Eine kleine Warnung voraus - ich habe eine komplizierte Beziehung zu Agatha Christie, über die ich schon zuvor gesprochen habe.
Ich bin keine Anhängerin ihres Stils und obwohl ich im Laufe meines Lebens so einige ihrer Bücher gelesen habe, habe ich jetzt endgültig aufgegeben.
Ich habe aber auch gesagt, daß ich ihre Handlungen (die meisten) mag und daher Verfilmungen ihrer Bücher bevorzuge. Nicht alle davon jedoch und nicht alle aus denselben Gründen - und das bringt mich zu den vier Miss Marple-Filmen mit der wundervollen Dame Margaret Rutherford.
Sie waren meine Einführung in Agatha Christie als Kind und es ist immer schwer, warme Erinnerungen wie eine robuste alte Lady, die Verbrechen bekämpft und einen trotzdem zum Lachen bringt, zu übertreffen.
Tatsächlich laufen die Filme ja an Feiertagen hier noch im Fernsehen, manchmal zwei davon, aber letzte Ostern waren es alle vier ... und obwohl ich die DVD-Box habe, schaue ich sie an, wenn ich sie im Fernsehen erwische. Immer.

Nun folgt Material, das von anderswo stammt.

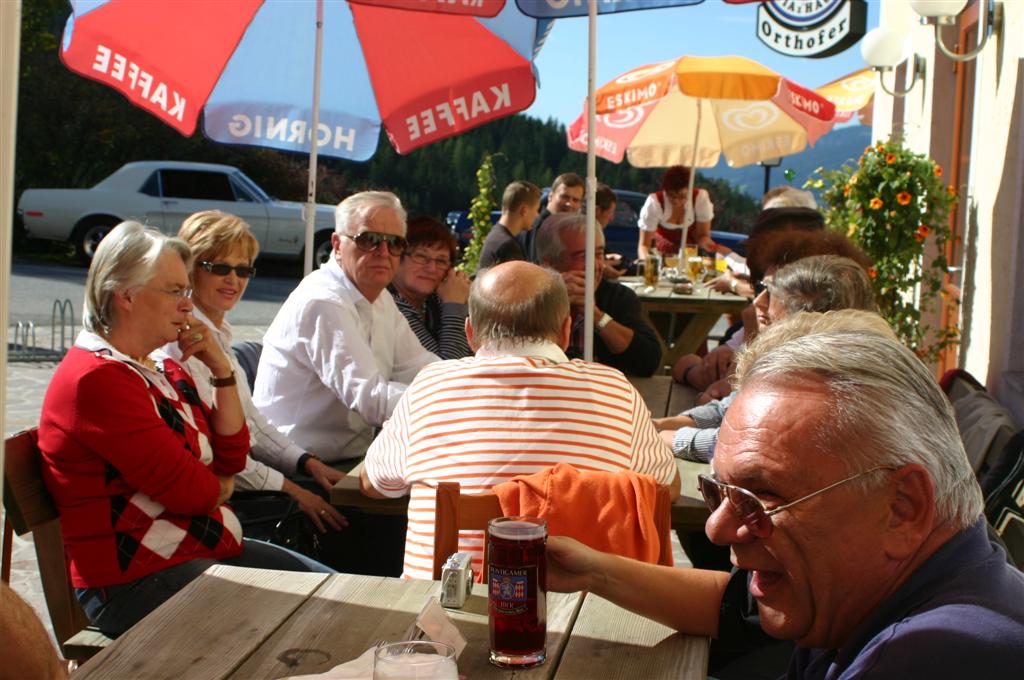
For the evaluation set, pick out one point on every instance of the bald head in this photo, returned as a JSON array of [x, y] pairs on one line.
[[517, 303]]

Ich liebe Rutherfords Miss Marple.
Christie-Puristen werden zweifelsohne schockiert sein - es scheint eine endlose Diskussion zu sein, welche Miss Marple die beste ist - und natürlich haben sie recht, wenn sie sagen, daß Rutherford ganz und gar nicht wie die Jane aus den Büchern ist und daß die Filme den Büchern nicht folgen! Sogar Christie war dagegen! Schande!
Ich verstehe es ja. Rutherford selber zögerte des Themas wegen, die Rolle zu übernehmen. Ich kann selber eine ausgesprochen nervige Puristin sein, wenn es um Bücher und Verfilmungen geht, aber in diesem Fall ist mir das sowas von egal (und vergessen wir doch nicht Christies Widmung in "Mord im Spiegel" - "Für Margaret Rutherford, in Bewunderung" - nachdem sich die beiden Frauen kennengelernt hatten.
Nur die Musik zu hören macht mich schon glücklich.
Wie erwähnt gab es vier Filme.
"16 Uhr 50 ab Paddington" von 1961 beruht auf dem gleichnamigen Buch.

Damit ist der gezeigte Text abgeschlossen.